Seven Questions with Ugonna Nwabueze and Jalen Young

Ugonna Nwabueze is the producer of Boo Hag or Shadow Man and Jalen Young is the screenwriter. When a career conjure woman messes up a banishment ritual for a client, she accidentally brings back the angry demon to her unsuspecting roommate.

1. Who are your film influencers?

Our greatest film influencer is life and the everyday people that are living it. People at the bus stop heading to work, the grocery store buying frozen meat, the kids at the park riding bikes, and the older people debating about “back in the day.” It’s mundane on the surface, but out of these commonplace moments…art emerges.

2. What are the toughest aspects of making a film today?

A tough aspect of filmmaking today is filtering out the noise. The digital, technological world that we live in has been wonderful in so many ways for filmmakers. For example, we can make incredible films from our phones! However, there are drawbacks: comparison is so much easier on social media, the trap of ego is more insidious… just focusing on the art when there are so many heavy distractions can be tough.
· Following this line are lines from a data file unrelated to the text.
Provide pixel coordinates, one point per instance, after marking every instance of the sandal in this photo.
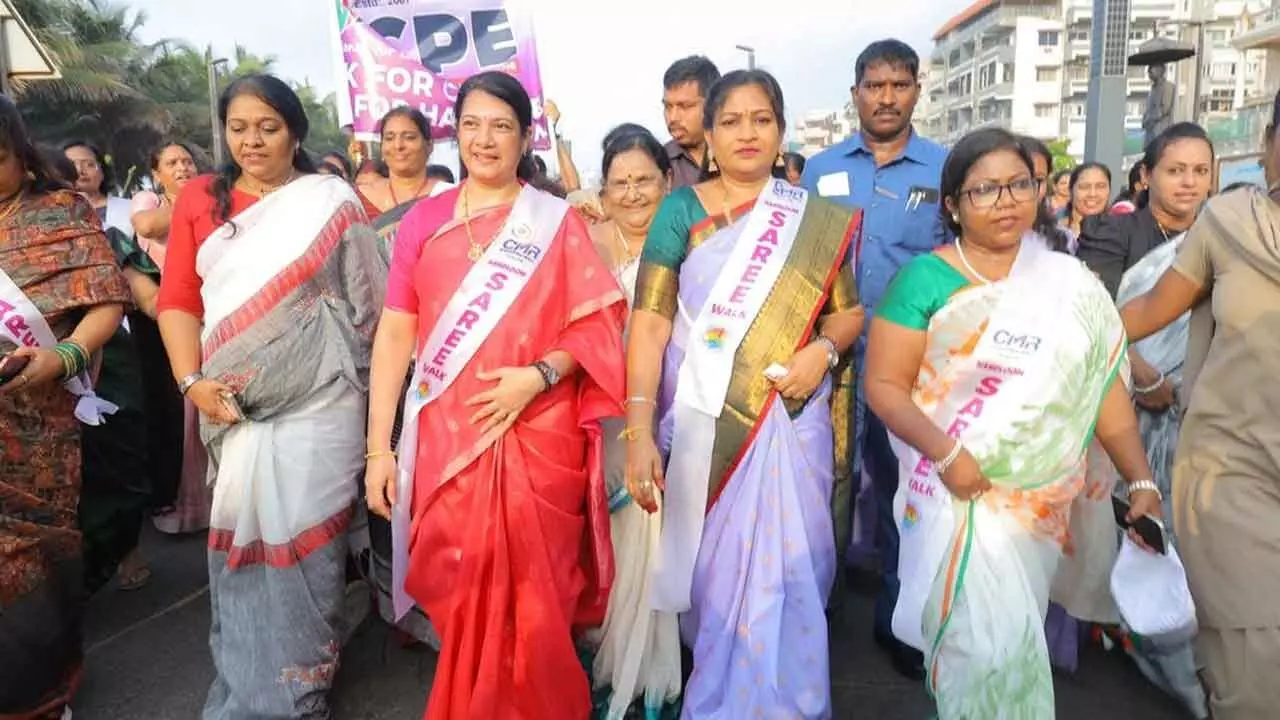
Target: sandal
(137, 579)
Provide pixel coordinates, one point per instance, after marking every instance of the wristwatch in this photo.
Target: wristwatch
(549, 374)
(832, 355)
(190, 381)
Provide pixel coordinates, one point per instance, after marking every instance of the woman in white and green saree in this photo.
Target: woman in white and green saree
(993, 363)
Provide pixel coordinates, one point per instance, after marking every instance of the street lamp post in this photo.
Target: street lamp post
(213, 108)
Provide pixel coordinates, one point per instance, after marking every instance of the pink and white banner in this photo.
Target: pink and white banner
(417, 53)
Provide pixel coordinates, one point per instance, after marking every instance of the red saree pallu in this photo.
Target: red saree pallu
(508, 542)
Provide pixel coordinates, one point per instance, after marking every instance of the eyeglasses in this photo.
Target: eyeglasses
(640, 186)
(988, 195)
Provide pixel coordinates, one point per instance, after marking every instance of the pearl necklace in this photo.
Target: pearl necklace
(968, 267)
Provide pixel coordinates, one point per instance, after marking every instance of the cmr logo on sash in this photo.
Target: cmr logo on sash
(1023, 343)
(910, 516)
(787, 191)
(522, 251)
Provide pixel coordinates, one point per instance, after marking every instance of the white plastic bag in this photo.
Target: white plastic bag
(1152, 595)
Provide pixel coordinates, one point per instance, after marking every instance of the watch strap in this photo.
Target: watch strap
(549, 376)
(188, 382)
3. Best advice you’ve received as a filmmaker?

Bad advice received is to “use all feedback.” Feedback can be very helpful, however, incorporating all feedback without compromising one’s artistic vision can be difficult. Feedback from different people oftentimes conflict, and so being able to discern what feedback is in alignment with your “Why I’m telling this story” and “How I want to tell this story” is important.

4. What does it mean to you to be a Black filmmaker or to create films with black stories or characters.

Being a Black filmmaker means so much on a personal and artistic level. It’s such a blessing. Being Black shapes how we experience the world… the beauty and the cruelty. As Black filmmakers we get to pour those experiences out of us in beautiful meaningful ways that make people feel seen. What an honor.

5. What does it mean to you that your film is on Aspire TV and other platforms?

It’s incredible. When we began making this film, we had long discussions about who this story was about. Aspire TV’s audience is exactly who we wanted to reach with this story. To be able to screen Boo Hag at such a massive level is a blessing. We are so grateful.

6. Advice you would give the next gen following you?

Create outside of the box. Do not be afraid to be innovative in the way you approach storytelling. This industry landscape is constantly changing: be a part of ushering new change in the ways you feel called to.

7. Are there any inspirational films, articles or books that you would recommend to go deeper into the topics and themes in your film?

Watch Eve’s Bayou & read Zora Neale Hurston’s work.